Thomas Stuefe stuefe at openjdk.org
Fri Sep 6 10:39:52 UTC 2024


On Fri, 6 Sep 2024 08:32:01 GMT, Thomas Stuefe <stuefe at openjdk.org> wrote:

>> src/hotspot/share/nmt/nmtCommon.hpp line 153:
>> 
>>> 151:       intx const current =  os::current_thread_id();
>>> 152:       intx const owner = Atomic::load(&_owner);
>>> 153:       assert(current != owner, "Lock is not reentrant");
>> 
>> ThreadCritical is reentrant though. We would need to do a lot of testing and/or code analysis to ensure we don't have the possibility of needing a reentrant lock with NMT. The most likely problems would be if we triggered a crash whilst in a locked section of code.
>
> We have a healthy amount of tests already. We need a wide use of assert_locked and need to take a close look at error reporting. Locking, in NMT, is rather simple.
> 
> Error handling: My pragmatic "good enough for this rare scenario" proposal would be: 
> 
> At the entry of error reporting, if the NMT mutex is locked by the crashing thread, just unlock it manually and try to continue. The chance is high that this will actually work well enough to survive the few mallocs we may do during error reporting. 
> 
> Reasoning: We use NMT mutex as we did ThreadCritical: rather widely scoped. The time windows where things are out of sync and reentrant use of the same functionality can bite us are small. Moreover, NMT's two subsystems - malloc tracker and mmap tracker - are mostly independent from each other, and even leaving the mmap tracker in an inconsistent state will not prevent us from doing malloc during error reporting. We don't use mmap during error reporting, just malloc. Finally, moreover, NMT malloc code is comparatively simple and stable; mmap code is more complex, and we plan to rework parts of it in the near future.
> 
> TL;DR I think just manually releasing the lock in error reporting has a high chance of succeeding. Especially if we disable the NMT report in the hs-err file I am not even sure this is necessary, though. We have safeguards against error reporting locking up (step timeouts and secondary crash guards).

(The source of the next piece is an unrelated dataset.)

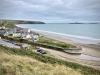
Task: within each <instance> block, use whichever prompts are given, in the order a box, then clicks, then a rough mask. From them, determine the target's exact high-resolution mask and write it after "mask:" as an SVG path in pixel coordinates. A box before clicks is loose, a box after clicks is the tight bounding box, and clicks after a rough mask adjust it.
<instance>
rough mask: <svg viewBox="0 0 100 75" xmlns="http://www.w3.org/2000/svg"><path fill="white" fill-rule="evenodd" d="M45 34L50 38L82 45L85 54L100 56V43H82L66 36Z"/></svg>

Thinking through this more, we can probably shorten my advice to this:

When entering error handling, if NMT lock is held by crashing thread and NMT level is detail, switch back to NMT level summary.

That's it.

Reasoning: we only do mallocs inside hs-err generation. For malloc, we only lock inside NMT if the NMT level is detail. And this should never change: malloc is too hot to justify a lock in summary mode.

The only point where possible crashes or deadlocks can occur in error reporting is when doing the NMT report itself - but chances for this to happen are remote, and we have secondary crash handling and error step timeouts to deal with this if it happens.